Abstract

Short bowel syndrome occurs following the loss of a large portion of functional intestine and is associated with high morbidity and mortality. The intestine exhibits pronounced diurnal rhythms in glucose absorption and mounts a profound proliferative response following massive small bowel resection. Understanding the molecular pathways that underpin this could yield novel treatment options. Two in vivo models were employed using the nocturnally active Sprague Dawley® rat, namely daytime feeding and massive small bowel resection. Glucose absorption exhibited a 24-hour periodicity in the gut and peaked during maximal nutrient delivery, mediated by rhythms in the glucose transporter sodium glucose co-transporter 1 (SGLT1).
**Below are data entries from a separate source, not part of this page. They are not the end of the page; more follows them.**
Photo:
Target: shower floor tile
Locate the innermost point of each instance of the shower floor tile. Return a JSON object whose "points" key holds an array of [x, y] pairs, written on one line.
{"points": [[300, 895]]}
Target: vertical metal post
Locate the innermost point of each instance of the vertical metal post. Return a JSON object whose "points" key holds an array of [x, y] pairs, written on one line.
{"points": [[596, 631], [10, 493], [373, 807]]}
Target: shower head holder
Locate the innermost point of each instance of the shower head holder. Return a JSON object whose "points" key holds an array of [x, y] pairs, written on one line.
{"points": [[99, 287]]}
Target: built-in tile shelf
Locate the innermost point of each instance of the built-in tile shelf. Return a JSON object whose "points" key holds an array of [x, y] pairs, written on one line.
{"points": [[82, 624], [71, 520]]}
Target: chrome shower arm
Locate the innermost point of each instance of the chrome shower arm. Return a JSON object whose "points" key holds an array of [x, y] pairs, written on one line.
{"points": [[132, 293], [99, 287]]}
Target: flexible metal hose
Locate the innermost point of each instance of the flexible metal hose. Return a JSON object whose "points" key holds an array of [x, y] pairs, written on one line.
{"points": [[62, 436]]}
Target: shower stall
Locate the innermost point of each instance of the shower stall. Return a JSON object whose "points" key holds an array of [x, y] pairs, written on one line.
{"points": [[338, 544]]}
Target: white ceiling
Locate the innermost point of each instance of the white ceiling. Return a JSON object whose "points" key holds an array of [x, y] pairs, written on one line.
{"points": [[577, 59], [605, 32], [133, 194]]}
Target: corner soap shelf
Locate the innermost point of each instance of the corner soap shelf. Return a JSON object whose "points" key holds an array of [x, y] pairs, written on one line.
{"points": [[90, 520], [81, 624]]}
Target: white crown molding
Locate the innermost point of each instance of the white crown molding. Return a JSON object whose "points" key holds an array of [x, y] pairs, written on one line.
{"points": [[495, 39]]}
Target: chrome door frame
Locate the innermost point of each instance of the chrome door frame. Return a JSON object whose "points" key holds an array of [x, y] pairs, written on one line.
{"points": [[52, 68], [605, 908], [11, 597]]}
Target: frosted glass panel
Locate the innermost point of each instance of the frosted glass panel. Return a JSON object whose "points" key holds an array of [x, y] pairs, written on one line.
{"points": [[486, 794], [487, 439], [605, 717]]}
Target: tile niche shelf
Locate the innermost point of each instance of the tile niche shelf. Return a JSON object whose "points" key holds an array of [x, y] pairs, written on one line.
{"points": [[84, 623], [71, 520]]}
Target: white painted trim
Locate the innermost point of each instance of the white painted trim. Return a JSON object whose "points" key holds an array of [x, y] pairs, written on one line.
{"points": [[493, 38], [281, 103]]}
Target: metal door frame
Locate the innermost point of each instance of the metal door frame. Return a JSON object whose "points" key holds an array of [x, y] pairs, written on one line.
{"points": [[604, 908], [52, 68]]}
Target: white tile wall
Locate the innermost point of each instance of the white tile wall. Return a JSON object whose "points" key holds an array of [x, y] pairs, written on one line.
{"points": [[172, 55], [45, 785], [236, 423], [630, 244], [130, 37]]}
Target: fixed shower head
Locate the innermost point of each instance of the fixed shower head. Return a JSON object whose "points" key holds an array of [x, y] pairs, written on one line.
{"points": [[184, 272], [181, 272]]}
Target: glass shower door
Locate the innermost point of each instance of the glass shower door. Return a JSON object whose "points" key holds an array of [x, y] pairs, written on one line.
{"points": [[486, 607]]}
Feeding during the day shifted the peak in the circadian clock gene PER1 and SGLT1. RNA interference and luciferase assays demonstrated that PER1 transcriptionally regulates SGLT1, linking for the first time clock genes and intestinal glucose absorption. Intestinal proliferation also exhibited diurnal rhythmicity, with peak absorptive surface area occurring during maximal nutrient availability. mir-16 is diurnally expressed in intestinal crypts, exhibiting minimal expression during maximal nutritional availability. mir-16 overexpression increased apoptosis and arrested proliferation in vitro. mir-125a was upregulated in intestinal crypts following 80% small bowel resection, and induced apoptosis and growth arrest upon overexpression in vitro. This work provides novel insights into the role of circadian clock genes, intestinal transporters and microRNAs in regulating intestinal absorption and proliferation and is the first demonstration of a role for microRNAs in these adaptive phenomena. Modulation of these pathways may represent a new therapeutic option for the management of short bowel syndrome.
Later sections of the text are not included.